In der Zwischenzeit gibt es dafür erstmal einen anderen Artikel.
Kommenden Freitag fliege ich mit dem Liebsten nach Irland, dem Land meiner Träume. Vier mal war ich schon dort, habe Dublin bei jedem Aufenthalt aufs neue erkundet und erobert und fühle mich mittlerweile fast einheimisch. Den Süden Irlands sowie die Westküste habe ich auch schon bereist und lieben gelernt. Diesmal wird es aber eine entspanntere Reise mit nur zwei Stops. Freitag fliegen wir direkt nach Dublin, Samstag geht es mit dem Bus Éireann nach Galway, wo wir die ersten fünf Tage verbringen. Und Mitte kommender Woche geht es zurück nach Dublin, um noch mal die Hauptstadt hautnah zu erleben, all meine Lieblingsantiquariate aufzusuchen, ausgiebig im Drundrum Towncenter zu shoppen, abends in einem Pub in Temple Bar den anderen Gästen beim Guinesstrinken zuzuschauen (kein Reinheitsgebot von Bier in Irland, daher kein Guiness für mich!) und natürlich all die veganen Restaurants und Cafés aufzusuchen, die Dublin zu bieten hat.
Natürlich habe ich bereits im Voraus recherchiert und schon Inspirationen gesammelt, wo ich gerne hinmöchte. Heute gibt es Teil eins zu Dublin, morgen folgt Teil zwei zu Galway.

Dublin:

Das Cornucopia scheint ein absolutes MUSS zu sein, denn die Website ist fantastisch! Wer sich in Dublin auskennt: Die Wicklow Street ist super zentral gelegen, sozusagen in einem Dreieck zwischen Grafton Street (der Einkaufsmeile!) und dem Touristenbüro in der alten Kirche. Das Cornucopia gibt es schon seit 1986, scheint also so richtig etabliert in Dublin zu sein – trotzdem war ich noch nie zuvor dort (bin ich eigentlich immer daran vorbeigelaufen?).
Die Website verspricht vegetarische Vollkornkost, auf der Online Speisekarte ist genau angegeben, welche Rezepte vegan sind. Auf den ersten Blick sprechen mich besonders die Garlic potatoes with roast hazelnuts in vegan mayonnaise an, aber es gibt auch vegane Kokosnuss-Vanille-Torte mit Seidentofu. Yam!

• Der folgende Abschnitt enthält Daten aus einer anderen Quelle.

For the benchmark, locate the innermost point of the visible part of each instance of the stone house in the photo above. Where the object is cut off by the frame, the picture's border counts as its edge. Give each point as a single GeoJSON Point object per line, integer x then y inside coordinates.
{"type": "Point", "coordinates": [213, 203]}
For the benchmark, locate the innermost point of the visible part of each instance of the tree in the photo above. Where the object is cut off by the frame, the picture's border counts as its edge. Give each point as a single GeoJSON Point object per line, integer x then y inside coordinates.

Natasha’s Food passt zwar weder in die Kategorie Restaurant oder Café, muss hier aber trotzdem aufgeführt werden. Allein schon weil ich ihre Website einfach hinreißend finde! Natasha verkauft selbstgemachte vegane und zum Teil sogar rohköstliche Kracker, Kuchen und Konfekt. Diese verkauft sie jeden Samstag auf dem Farmer’s Market in Temple Bar. Als ich das letzte mal 2009 auf dem Farmer’s Market war, gab es ihren Stand ziemlich sicher noch nicht. Dafür erinnere ich mich an großartige vegetarische Sandwiches, den Geruch von frischem Brot und viele Stände mit frischem Obst und Gemüse aus der Region. Der Samstag Morgen in Dublin ist also schon verplant!

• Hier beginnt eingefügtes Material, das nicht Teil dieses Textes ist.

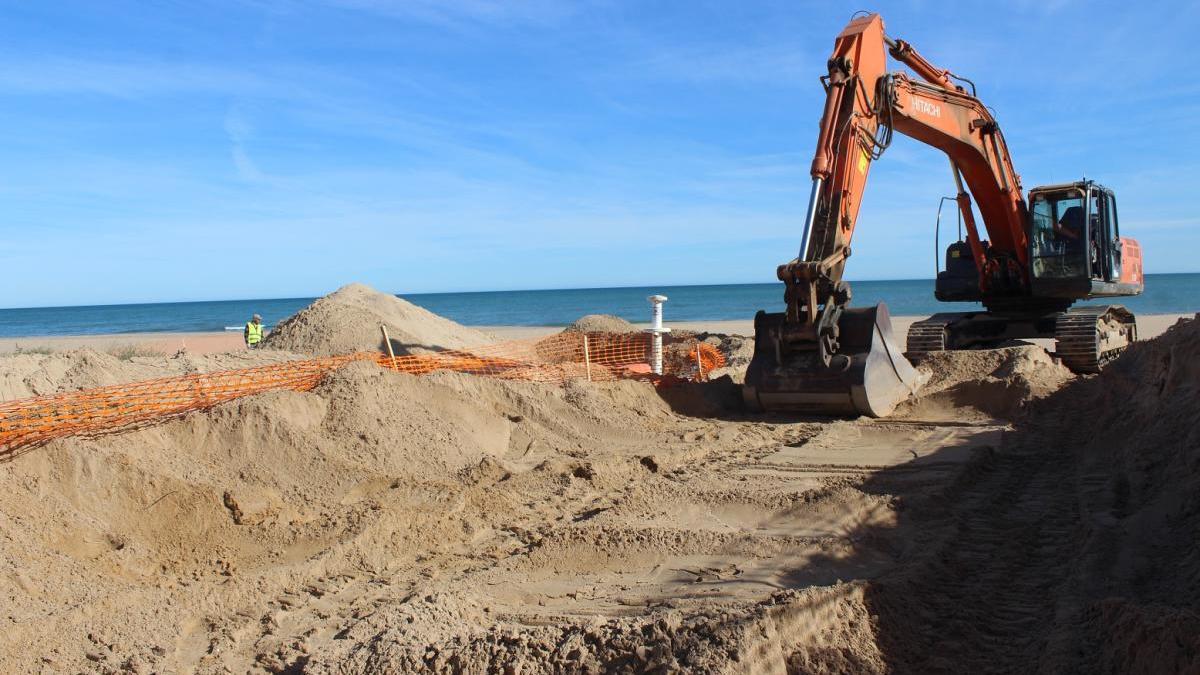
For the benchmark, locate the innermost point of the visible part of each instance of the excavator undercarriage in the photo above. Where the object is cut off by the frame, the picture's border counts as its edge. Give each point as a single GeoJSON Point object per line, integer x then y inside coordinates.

Govinda’s scheint ganz schön bekannt zu sein und glücklicherweise gibt es gleich mehrere Filialen in Dublin. Die Homepage verwirrt mich mit ihren hinduistischen (?) Yogaimpressionen. Dennoch sind die meisten Reviews sehr positiv, alle Speisen sind vegetarisch und es gibt sicherlich die ein oder andere vegane Alternative. Außerdem gibt es frisch gepresste Säfte und die Salad Rolls klingen auch gar nicht schlecht!

Avoca ist irgendwie alles: Laden, Restaurant, Kantine, Café und Bäckerei in einem. Und für mich ein Stück Heimat. Bei meinem letzten Aufenthalt in Dublin bin ich fast jeden Tag vorbeigegangen, da ich mich hauptsächlich von den köstlichen Mixed Berry Scones ernährt habe, die Avoca verkauft. Ursprünglich hat Avoca Wolle „hergestellt“ und verkauft die Produkte ihrer Eigenmarke in den zehn Filialen in Irland. Der Laden in der Suffolk Street in Dublin bietet aber neben denn Wolljacken auf drei Stockwerken allen möglichen Krims Krams, den man sicher nicht unbedingt braucht, aber umso mehr haben möchte. Im untersten Stockwerk gibt es eine große Salatbar (nicht alles ist vegetarisch/vegan, aber die Mitarbeiter klären einen gerne auf, was man davon essen kann) und einen großen Sitzbereich, im obersten Stockwerk befindet sich ein hübsches Café mit selbstgebackenen Kuchen und einer schönen Aussicht. Brötchen, Süßstückchen und Scones werden im Erdgeschoss verkauft. Im Onlineshop kann man sich leider nur die Produkte der Hausmarke aus Schafswolle anschauen, der Laden bietet aber auch jede Menge vegane Artikel wie Bücher, Küchenutensilien und Kinderspielzeug!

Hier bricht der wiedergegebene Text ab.